Visualising the CirCONSTANCEs – Repository of Code and Data Created During My Internship at the IHA/DHI Paris
This repository is a collection of all scripts used for (pre-)processing and visualising the data from the
Constance de Salm correspondence. It also includes the original data (CSV and Excel files) plus result visualisations as demonstrative PNG or GIFs.
For more about the history and goal of the Constance de Salm correspondence, please visit the following link: Die Korrespondenz der
Constance de Salm (1767-1845). All required modules and brief descriptions of the scripts can be found
in the FILE OVERVIEW.
General preprocessing steps that I had to apply were the transformation of Excel files into CSV to make them more accessible (open format vs. proprietary format) as well as merging the existing spreadsheets from new incoming data from the FuD and previously created files from former interns that worked on the correspondence (see filtering_and_visualisation.py and merge_spreadsheets.ipynb). Moreover, I filtered the data according to some specifications based on some ideas that Dr. Mareike König gave me:
- only letters with Constance de Salm as sender are considered
- only letters that are originals (no copies) I also extracted and added the year and decade of each letter to the table.
For the export and afterwards, the visualisation, further preprocessing was necessary (for example a unification of names).
Some visualisations that are included are histograms of correspondences throughout the decades. In lieu
of visualising them in Python, further steps were taken in Excel for better team-intern accessibility, readability
and reusability. The script mainly provides tools for filtering the data basis for Excel.

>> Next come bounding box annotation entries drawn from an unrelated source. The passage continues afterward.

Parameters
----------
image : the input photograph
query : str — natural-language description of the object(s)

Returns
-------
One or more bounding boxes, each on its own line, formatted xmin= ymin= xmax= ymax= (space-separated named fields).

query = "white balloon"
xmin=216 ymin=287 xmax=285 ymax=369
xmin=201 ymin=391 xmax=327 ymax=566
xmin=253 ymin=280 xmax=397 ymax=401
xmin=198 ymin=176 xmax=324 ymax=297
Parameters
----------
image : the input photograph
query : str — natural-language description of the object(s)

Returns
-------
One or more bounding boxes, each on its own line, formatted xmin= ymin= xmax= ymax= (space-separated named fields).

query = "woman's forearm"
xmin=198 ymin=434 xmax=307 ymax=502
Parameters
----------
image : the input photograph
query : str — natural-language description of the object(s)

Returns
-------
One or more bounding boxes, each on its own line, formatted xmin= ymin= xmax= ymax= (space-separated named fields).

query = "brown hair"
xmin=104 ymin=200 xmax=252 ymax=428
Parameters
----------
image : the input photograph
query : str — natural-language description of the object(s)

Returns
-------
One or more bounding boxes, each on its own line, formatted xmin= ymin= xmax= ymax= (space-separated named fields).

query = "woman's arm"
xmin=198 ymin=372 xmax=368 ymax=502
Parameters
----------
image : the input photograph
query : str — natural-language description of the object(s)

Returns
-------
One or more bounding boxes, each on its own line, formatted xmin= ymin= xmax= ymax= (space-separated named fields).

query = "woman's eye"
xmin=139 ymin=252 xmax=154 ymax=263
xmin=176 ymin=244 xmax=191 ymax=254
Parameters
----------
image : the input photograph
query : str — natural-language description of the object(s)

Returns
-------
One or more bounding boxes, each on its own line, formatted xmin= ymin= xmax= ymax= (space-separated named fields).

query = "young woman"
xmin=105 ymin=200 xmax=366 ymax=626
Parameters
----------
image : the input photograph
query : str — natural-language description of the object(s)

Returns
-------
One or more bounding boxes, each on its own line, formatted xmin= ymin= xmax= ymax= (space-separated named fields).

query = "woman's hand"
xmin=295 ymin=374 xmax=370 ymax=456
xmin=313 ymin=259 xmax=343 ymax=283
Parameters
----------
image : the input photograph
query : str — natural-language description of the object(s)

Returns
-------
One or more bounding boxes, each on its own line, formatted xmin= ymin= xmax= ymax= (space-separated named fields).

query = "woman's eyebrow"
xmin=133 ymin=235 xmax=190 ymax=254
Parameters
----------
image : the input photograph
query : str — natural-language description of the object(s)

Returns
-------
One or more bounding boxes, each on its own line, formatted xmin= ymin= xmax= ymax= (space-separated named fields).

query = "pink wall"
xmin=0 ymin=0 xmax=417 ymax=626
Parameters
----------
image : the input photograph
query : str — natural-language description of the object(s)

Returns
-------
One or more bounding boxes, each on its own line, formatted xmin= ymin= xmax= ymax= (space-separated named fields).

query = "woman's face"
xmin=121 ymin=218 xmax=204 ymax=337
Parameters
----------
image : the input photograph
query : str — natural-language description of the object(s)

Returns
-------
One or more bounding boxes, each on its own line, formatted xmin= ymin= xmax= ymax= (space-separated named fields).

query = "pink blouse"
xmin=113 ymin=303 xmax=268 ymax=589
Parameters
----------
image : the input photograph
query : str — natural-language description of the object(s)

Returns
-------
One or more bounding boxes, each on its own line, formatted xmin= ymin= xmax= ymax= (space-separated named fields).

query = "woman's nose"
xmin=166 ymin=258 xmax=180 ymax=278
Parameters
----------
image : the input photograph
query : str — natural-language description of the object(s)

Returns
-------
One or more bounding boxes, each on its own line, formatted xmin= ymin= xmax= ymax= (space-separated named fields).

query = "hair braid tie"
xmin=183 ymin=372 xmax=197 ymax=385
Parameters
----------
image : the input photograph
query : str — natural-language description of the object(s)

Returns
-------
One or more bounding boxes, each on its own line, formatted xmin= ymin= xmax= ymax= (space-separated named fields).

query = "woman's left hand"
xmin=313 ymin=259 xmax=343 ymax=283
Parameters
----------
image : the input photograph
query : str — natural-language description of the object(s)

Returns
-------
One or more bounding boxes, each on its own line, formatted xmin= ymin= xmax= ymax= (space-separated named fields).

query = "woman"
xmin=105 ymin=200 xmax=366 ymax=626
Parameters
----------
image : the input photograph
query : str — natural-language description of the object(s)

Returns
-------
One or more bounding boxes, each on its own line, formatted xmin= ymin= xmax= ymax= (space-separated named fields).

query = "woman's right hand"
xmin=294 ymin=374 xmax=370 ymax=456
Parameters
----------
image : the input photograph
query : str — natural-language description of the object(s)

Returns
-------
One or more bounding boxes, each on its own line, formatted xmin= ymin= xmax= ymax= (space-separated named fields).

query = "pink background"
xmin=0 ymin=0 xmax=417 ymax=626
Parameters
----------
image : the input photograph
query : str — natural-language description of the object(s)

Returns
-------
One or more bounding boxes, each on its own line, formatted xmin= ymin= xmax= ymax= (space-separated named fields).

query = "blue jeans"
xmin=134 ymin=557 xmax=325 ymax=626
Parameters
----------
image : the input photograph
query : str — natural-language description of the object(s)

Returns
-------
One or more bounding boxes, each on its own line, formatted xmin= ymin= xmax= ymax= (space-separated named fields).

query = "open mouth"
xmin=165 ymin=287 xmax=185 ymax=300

This is a first try of visualising the correspondence frequencies (y-axis) throughout the decades (x-axis)
using matplotlib. Given the fact that the visualisation did not quite fit
the initial expectations plus the rather complicate handling, I decided to only use Python in this step to retrieve
the filtered data from the CSV and import it into Excel.
As can be seen in this visualisation, in Excel, I was able to filter the frequencies not only by decades but also by
the people with whom Constance de Salm corresponded. The visualisation is interactive due to Excel's integrated filtering tool
and can be read modified even without further technological expertise.
Firstly, I wanted to create a network that allows a user to interact with it and that has filters that can be modified
and applied to the data. Pre-existing tool like Gephi or Cytoscape both do not include filtering techniques for graph data
so instead I chose to use a Python and Javascript framework to create a virtual server on which a HTML page is launched
that can be used by other people to explore the graph data.
The interactive network was created using the modules Networkx, Plotly and Dash.
Moreover, the script was inspired by the following Medium article
and adjusted to my needs.
Further information will be added following the example of Semantic Web graphs.
To visualise a correspondence – an already existing corpus of connections between people who communicated with each other – in an ontology, can come with many advantages. Not only do Linked (Open) Data standards like RDF make data more findable, accessible, interoperable and reusable; they can also bring it into a new context.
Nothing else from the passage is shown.